Во время репетиций я заметила, что вокруг нас бродила какая-то девочка — сумрачная, с недобрым взглядом, несимпатичная, некрасивая, спрятанная гривой слишком курчавых волос. «А почему она не танцует?» Директор сокрушенно покачал головой: «Вы знаете, Нина, как мне трудно сказать про ребенка: это — случай безнадежный. Мы отчаялись чего-нибудь добиться от Элиан. В школе она не учится, здесь, в доме, умышленно как бы отсутствует и только изредка на вопросы отрезает одним словом: „Нет!“» Я уважала Сержа и верила ему, но не удержалась. Как бы между прочим я спросила Элиан, любит ли она танцы. Последовало долгое молчание. «Хочешь танцевать?» И чуть слышно вырвалось: «Хочу!» Какой очаровательной Кошечкой она стала в моем балете!
Жан Сизалетти — наш психолог — был симпатичным молодым человеком, с которым я дружила, но теории которого не всегда разделяла. Наука его была тогда еще молодой, недостаточно проверенной опытом, а ее применение нашим энтузиастом мне казалось подчас опрометчивым. Он ставил своей задачей с помощью тестов определить характер, склонности и возможности детей нашей колонии. Каталогировать ребенка несколькими вопросами? Несколькими рисунками определить его будущее? За завтраком после урока Жан и я дружески, но яро спорили.

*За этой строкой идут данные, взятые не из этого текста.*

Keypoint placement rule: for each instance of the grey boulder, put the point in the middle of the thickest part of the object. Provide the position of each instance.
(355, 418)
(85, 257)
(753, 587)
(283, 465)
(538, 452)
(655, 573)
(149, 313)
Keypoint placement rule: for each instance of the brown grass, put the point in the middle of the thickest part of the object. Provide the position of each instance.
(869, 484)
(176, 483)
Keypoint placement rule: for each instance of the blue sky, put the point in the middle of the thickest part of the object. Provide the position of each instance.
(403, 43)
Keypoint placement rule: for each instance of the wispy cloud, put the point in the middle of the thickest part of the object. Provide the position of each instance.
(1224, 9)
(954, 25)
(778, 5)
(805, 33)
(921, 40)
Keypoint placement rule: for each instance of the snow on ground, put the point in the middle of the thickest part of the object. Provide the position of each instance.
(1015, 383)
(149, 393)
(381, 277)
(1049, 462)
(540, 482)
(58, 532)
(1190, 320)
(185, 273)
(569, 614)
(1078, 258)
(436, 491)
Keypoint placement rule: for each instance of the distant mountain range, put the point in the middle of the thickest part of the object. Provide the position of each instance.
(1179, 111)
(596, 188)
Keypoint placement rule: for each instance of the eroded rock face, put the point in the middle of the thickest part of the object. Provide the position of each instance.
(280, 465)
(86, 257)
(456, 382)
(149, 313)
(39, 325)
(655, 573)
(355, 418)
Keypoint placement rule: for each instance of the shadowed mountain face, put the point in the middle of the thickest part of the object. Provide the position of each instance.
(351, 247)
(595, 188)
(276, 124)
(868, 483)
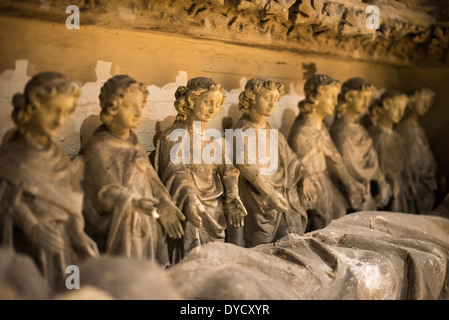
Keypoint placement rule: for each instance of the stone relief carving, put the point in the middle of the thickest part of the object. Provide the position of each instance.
(407, 34)
(124, 197)
(40, 198)
(207, 193)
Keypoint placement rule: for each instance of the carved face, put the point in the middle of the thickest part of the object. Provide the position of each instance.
(327, 99)
(358, 100)
(51, 114)
(207, 105)
(393, 108)
(421, 102)
(266, 102)
(129, 111)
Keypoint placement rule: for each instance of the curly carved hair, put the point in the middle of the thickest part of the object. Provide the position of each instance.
(112, 93)
(186, 95)
(353, 84)
(378, 104)
(40, 87)
(312, 92)
(253, 87)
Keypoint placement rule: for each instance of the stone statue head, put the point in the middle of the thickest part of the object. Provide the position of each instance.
(261, 96)
(122, 99)
(199, 100)
(391, 106)
(355, 96)
(48, 99)
(420, 100)
(321, 93)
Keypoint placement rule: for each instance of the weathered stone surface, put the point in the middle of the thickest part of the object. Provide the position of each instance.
(411, 31)
(125, 278)
(20, 279)
(366, 255)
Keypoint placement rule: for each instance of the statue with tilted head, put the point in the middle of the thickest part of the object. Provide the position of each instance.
(201, 183)
(385, 113)
(420, 157)
(41, 201)
(355, 144)
(127, 209)
(274, 185)
(310, 139)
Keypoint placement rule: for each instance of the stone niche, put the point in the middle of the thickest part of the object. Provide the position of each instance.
(163, 43)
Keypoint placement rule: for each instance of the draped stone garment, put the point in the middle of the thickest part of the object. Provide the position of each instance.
(41, 181)
(368, 255)
(209, 182)
(323, 161)
(259, 227)
(116, 172)
(421, 163)
(357, 151)
(391, 151)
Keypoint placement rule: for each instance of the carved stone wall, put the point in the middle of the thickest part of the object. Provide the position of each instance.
(411, 31)
(165, 42)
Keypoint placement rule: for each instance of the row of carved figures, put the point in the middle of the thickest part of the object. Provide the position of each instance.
(110, 199)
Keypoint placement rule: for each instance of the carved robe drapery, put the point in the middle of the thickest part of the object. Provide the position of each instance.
(323, 161)
(39, 180)
(264, 224)
(116, 172)
(392, 160)
(356, 148)
(209, 182)
(421, 163)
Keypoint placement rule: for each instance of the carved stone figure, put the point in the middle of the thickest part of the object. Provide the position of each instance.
(40, 200)
(205, 190)
(355, 144)
(124, 195)
(310, 139)
(385, 113)
(276, 198)
(420, 157)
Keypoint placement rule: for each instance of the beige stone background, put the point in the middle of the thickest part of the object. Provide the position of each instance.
(164, 61)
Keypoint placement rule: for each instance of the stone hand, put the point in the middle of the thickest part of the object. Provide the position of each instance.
(275, 200)
(236, 211)
(309, 187)
(356, 193)
(194, 210)
(147, 205)
(170, 217)
(384, 195)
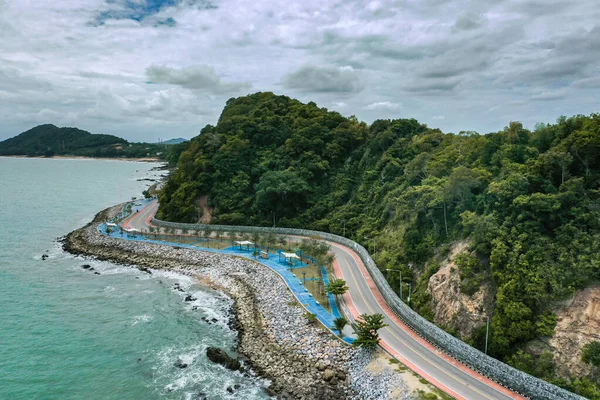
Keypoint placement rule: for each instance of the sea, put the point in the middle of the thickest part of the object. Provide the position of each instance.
(67, 333)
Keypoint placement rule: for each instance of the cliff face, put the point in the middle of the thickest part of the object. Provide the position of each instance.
(578, 323)
(452, 308)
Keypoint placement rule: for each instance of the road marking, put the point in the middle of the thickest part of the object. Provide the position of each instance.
(405, 343)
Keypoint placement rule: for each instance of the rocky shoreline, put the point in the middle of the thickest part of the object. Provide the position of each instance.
(302, 360)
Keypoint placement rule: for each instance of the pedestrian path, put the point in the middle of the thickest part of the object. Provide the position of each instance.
(295, 284)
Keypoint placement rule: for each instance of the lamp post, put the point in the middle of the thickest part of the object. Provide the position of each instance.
(344, 222)
(398, 270)
(487, 328)
(372, 244)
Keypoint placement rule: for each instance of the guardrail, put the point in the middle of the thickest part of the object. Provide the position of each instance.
(495, 370)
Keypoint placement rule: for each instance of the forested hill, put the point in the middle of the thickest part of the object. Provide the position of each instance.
(49, 140)
(526, 201)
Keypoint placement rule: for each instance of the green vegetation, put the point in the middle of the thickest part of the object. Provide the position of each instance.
(49, 140)
(337, 287)
(310, 317)
(367, 328)
(527, 201)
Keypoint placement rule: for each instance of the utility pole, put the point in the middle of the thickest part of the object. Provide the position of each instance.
(487, 328)
(372, 244)
(344, 229)
(398, 270)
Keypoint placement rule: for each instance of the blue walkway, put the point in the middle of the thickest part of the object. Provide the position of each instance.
(294, 283)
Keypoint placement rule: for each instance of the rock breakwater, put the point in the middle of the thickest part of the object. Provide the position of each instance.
(302, 360)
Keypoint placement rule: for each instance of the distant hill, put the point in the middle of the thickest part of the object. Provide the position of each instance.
(174, 141)
(49, 140)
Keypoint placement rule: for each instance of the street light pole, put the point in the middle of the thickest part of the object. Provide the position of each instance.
(372, 244)
(487, 328)
(398, 270)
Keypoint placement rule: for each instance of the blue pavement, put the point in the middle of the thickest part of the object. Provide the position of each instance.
(294, 283)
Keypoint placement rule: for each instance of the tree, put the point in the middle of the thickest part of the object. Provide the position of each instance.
(270, 240)
(207, 234)
(231, 235)
(366, 330)
(281, 241)
(339, 324)
(281, 193)
(337, 287)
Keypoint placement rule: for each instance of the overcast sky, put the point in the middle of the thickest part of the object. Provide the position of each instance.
(149, 69)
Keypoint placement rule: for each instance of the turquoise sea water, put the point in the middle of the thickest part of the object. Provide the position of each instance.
(66, 333)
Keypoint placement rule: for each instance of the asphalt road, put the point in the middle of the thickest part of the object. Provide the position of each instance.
(363, 298)
(397, 339)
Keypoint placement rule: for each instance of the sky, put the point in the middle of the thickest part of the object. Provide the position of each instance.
(150, 69)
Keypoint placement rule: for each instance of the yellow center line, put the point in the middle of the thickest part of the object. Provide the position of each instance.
(408, 345)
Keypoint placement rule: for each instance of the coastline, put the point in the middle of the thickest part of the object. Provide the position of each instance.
(301, 360)
(143, 159)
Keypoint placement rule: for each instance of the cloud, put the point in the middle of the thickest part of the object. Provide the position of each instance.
(200, 77)
(467, 22)
(384, 105)
(550, 95)
(480, 64)
(325, 79)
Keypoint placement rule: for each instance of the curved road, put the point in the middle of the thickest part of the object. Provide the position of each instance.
(397, 339)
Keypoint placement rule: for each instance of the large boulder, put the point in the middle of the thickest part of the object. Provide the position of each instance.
(219, 356)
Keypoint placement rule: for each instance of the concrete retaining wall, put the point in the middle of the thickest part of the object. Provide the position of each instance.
(495, 370)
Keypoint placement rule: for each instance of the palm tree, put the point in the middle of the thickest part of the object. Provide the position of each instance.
(281, 241)
(337, 287)
(339, 324)
(231, 236)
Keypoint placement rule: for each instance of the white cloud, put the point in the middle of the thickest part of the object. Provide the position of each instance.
(201, 77)
(328, 79)
(481, 64)
(384, 105)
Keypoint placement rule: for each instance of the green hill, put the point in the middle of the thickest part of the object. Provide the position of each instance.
(173, 141)
(527, 201)
(49, 140)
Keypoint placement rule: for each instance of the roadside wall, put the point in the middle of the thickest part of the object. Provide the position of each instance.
(495, 370)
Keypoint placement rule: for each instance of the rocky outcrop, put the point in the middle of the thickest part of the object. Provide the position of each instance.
(453, 309)
(280, 345)
(578, 323)
(220, 356)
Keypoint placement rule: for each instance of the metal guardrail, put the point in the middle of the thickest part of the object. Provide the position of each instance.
(495, 370)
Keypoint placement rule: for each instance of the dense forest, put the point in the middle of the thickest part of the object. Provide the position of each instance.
(526, 201)
(49, 140)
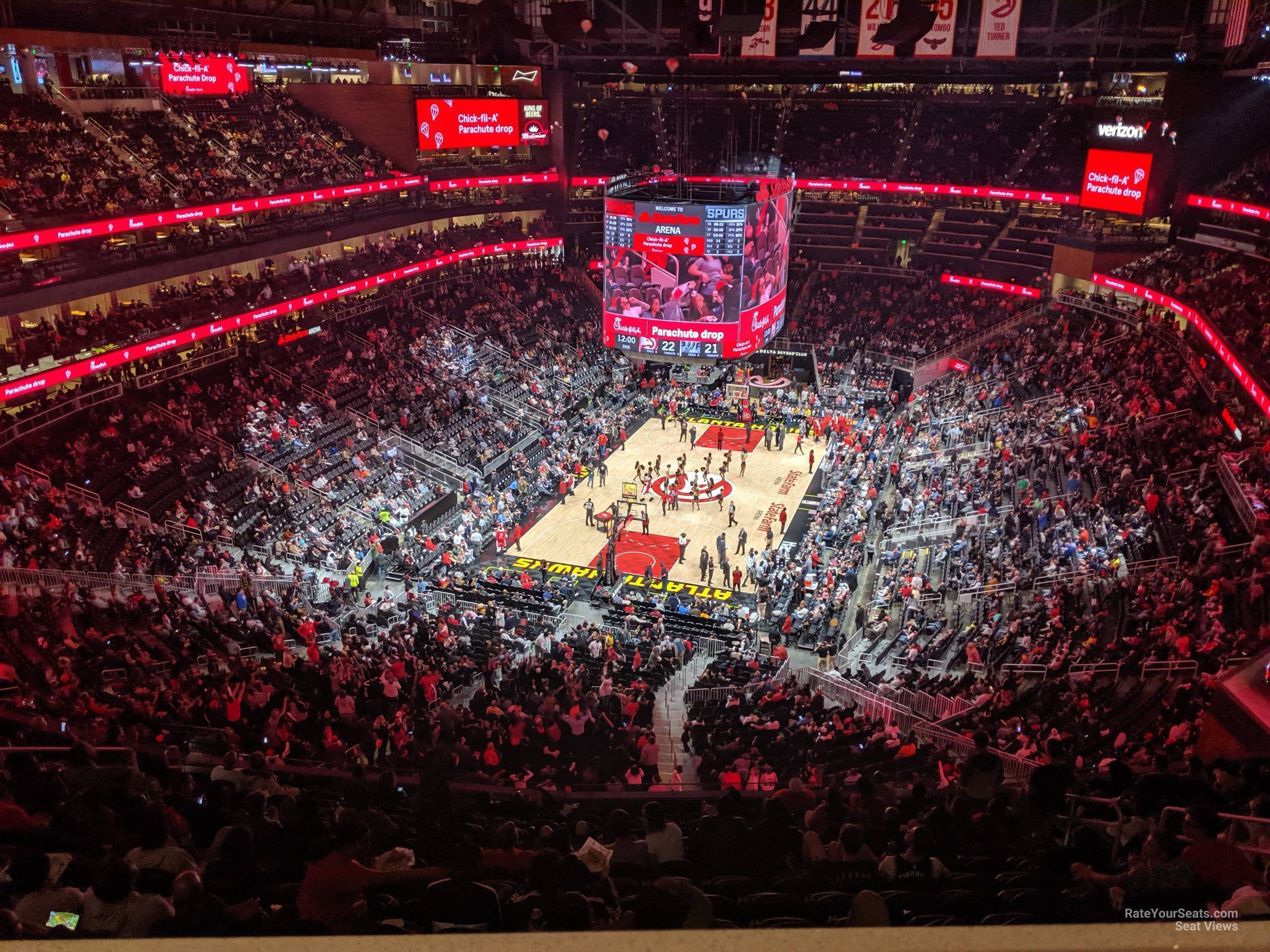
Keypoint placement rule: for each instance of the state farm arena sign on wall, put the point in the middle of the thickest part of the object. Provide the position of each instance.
(204, 75)
(486, 124)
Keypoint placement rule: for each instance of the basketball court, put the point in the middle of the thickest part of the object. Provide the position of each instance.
(774, 479)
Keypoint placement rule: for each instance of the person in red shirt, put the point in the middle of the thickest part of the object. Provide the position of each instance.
(333, 887)
(429, 684)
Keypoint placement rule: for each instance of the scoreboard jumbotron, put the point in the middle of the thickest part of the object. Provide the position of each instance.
(695, 271)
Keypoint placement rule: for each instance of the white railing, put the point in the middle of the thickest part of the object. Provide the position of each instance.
(24, 426)
(1015, 768)
(694, 695)
(50, 578)
(1026, 671)
(1094, 671)
(132, 516)
(1170, 670)
(863, 699)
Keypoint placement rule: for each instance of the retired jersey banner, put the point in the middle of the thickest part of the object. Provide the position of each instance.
(873, 14)
(937, 42)
(764, 41)
(820, 12)
(999, 29)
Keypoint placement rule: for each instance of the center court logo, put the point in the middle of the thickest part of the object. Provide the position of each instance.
(710, 489)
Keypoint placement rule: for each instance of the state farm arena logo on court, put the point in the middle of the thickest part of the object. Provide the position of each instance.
(710, 489)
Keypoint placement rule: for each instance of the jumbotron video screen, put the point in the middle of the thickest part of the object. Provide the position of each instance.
(695, 281)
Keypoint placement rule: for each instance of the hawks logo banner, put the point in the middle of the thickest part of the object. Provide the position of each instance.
(937, 42)
(999, 29)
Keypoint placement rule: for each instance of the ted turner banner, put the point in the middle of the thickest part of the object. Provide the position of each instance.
(999, 29)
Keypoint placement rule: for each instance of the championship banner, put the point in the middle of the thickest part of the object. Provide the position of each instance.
(938, 41)
(764, 42)
(999, 29)
(820, 12)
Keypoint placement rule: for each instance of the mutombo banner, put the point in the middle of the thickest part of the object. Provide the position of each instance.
(999, 29)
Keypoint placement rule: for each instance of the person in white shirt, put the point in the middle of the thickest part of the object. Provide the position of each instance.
(36, 892)
(115, 909)
(665, 839)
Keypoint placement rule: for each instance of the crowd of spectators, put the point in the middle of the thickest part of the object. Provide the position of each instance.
(302, 705)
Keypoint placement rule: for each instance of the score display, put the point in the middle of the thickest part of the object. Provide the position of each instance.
(465, 124)
(695, 281)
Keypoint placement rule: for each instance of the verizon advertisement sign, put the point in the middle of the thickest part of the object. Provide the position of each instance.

Как-то утром он поджидал меня. Вид у него был торжествующий. Накануне в «Шамфлер» привезли новую группу детей, и, по обычаю, он их анализировал. «Ну, вот уж случай! Даже вы, упрямая Нина, не сможете оспаривать!» Мальчонке лет восьми он предложил нарисовать автопортрет. Кто знает, что понял мальчонка, что подумал про взрослого дядю? Пососав цветные карандаши, он изобразил в пестрой рамке профиль дамы с накрашенными губами. «Явно! Бесспорно!» — торжествовал Сизалетти. «Эгоцентричный гомосексуалист!» Я прямо подпрыгнула. «Да неужели вы не понимаете, что он над вами смеется — нарисовал все равно что! Назло!»
Нужно отдать должное Сизалетти — он был самокритичен. Мои слова его смутили: может, действительно?..
Мальчонка этот давно взрослый — симпатичный и нормальный мужчина. А ведь диагноз мог сопровождать ребенка по всем инстанциям его сиротского детства и отрочества.